Como a poesia entrou na vida de Beká
O escritor lembrou como a poesia entrou em sua vida no ano de 2016 quando foi convidado por sua prima a ir em um evento de slam. “Eu fui na final do slam no Itaú Cultural, nem sabia o que era slam pra ser sincero. Só que os lugares eram limitados e quando chegou próximo da nossa vez de pegar os ingressos acabou. Minha prima ficou chateada, mas para eu, foi só um rolê que não deu certo. Antes de começar o slam os poetas ficaram na frente do teatro e começaram a recitar suas poesias. Eu me apaixonei, quando foi no ano de 2017 comecei a frequentar o Slam Resistência, o Guilhermina. Mas só no final de 2017 foi a primeira vez que eu recitei. Quando foi 2018 coloquei o pé na cena de vez”.

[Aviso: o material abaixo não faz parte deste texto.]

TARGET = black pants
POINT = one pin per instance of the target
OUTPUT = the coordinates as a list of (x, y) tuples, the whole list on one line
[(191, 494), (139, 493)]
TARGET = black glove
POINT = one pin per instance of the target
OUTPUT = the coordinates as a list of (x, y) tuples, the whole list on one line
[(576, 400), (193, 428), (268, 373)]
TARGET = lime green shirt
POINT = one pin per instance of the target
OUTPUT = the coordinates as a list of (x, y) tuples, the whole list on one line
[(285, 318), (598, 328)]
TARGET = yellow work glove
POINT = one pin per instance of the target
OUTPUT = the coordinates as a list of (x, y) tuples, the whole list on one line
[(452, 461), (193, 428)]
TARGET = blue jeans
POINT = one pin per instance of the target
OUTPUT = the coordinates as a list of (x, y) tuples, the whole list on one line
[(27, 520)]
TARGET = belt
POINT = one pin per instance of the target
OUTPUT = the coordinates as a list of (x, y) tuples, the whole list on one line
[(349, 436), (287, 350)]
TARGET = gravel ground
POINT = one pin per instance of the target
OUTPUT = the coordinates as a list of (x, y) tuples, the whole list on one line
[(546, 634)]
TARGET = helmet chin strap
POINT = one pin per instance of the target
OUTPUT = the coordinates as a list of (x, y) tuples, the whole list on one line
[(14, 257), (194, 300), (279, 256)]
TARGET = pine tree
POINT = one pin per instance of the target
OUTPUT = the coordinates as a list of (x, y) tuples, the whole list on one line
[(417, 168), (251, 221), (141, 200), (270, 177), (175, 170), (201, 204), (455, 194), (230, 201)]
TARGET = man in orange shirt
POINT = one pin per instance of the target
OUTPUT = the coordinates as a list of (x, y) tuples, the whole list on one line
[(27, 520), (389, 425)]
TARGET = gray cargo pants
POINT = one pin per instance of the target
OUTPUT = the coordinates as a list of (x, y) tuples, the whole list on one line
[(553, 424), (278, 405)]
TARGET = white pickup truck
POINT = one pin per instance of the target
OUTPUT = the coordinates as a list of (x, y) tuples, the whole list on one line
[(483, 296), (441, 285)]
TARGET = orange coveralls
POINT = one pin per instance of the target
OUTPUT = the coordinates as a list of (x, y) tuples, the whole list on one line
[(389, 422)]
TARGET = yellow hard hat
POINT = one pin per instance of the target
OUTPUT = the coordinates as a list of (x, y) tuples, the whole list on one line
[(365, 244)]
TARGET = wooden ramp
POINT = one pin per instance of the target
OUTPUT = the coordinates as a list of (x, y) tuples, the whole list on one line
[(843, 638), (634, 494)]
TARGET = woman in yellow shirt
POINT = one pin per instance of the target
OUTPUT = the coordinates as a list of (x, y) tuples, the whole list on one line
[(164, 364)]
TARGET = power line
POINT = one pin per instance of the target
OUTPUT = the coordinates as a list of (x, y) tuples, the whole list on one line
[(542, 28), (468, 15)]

Alma de artista é feito pomba branca, se ficar presa dá azar. Assim como qualquer outro ser humano Beká precisava pagar suas contas. Mesmo com vergonha, para não precisar arrumar um trabalho de carteira assinada, o poeta decidiu desenvolver um trabalho nos trens da CPTM em São Paulo. “Apesar de recitar nos slams e em outros lugares, eu tinha muita vergonha, era bem complicado. Mas chegou um momento que falei ‘vou ter que ir, tenho que pagar meu aluguel e não quero arrumar um trabalho fixo’. Acredito que 99% da população gosta do nosso trabalho é um ou outro que perreca. Mas no geral, é uma parada que as pessoas aplaudem e agradecem. É mais do que dinheiro, as pessoas até nós abraçam as vezes. Eu fico muito feliz de fazer esse trabalho, é gratificante”.
Preto, pobre e periférico. Entretanto, escritor, artista e independent. Que é uma forma mais difícil ainda de se manter na arte. Beká falou de seu primeiro livro “3 X 10” três poesia por dez reais. “Maior brisa né, eu fazendo livros, quem diria. Vendo ele no valor de 10$, é uma parada simples tem 37 páginas somente, mas é uma vitória importantíssima. Estamos vendendo os nossos próprios livros”.
Já ouviram dizer que homem não chora? imagina só homem, preto, pobre e da favela. Ai, que não pode chorar mesmo. Mas tudo isso não passa de Lenda. Homem chora sim e Beká mesmo com dificuldades de falar sobre seus sentimentos lançou na última semana o livreto “Quem Foi que Falou, Que eu Não Sou Um Moleque Atrevido“. O material carrega 4 poesias de amor, sendo uma delas erótica. O trabalho consiste em apenas 25 exemplares e custa apenas R$15 reais, então vamos ajudar esse artista dando um salve nele nas redes sociais. “Esse é um trabalho que resolvi fazer para provar a mim mesmo que eu posso. Sempre tive muita dificuldade para expor os meus sentimentos, falar sobre isso é sempre um desafio para mim”.
Do rap ao funk
Por influência de funkeiros como: MC Daleste, MC Dede, Chiquinho e Amaral, Belet e Oreia, Pikeno e Menor, Menor do Chapa, Beká decidiu deixar o rap e seguir no funk. “Comecei a cantar rap com 10 anos, aos 14 migrei para o funk com dois amigos. Começamos a cantar funk porque apareceu uns funkeiro da zona leste muito próximo de nós. Aquilo fez parecer muito mais possível. Hoje eu canto funk, mas tenho vontade de fazer rap, reggae, quando tiver uma estrutura quero misturar tudo e fazer de tudo um pouco”.
Você já se perguntou onde pretende estar daqui 5 anos? Sobre seus sonhos, objetivos e tudo mais? Beká fez um panorama de sua vida. “Como diz o novo som do Emicida ‘Sonho mais alto que os drones’. Daqui a 5 anos eu quero ter alguns livros publicados, quero estar estourado com o meu funk. Acho que não vai demorar tudo isso não, vai ser até antes. Eu quero viver do palco, de algo que eu sei e gosto de fazer, daqui 5 anos quero gerar oportunidade para o meu povo. Uma só porque os moleque é bom e não precisa de duas não”.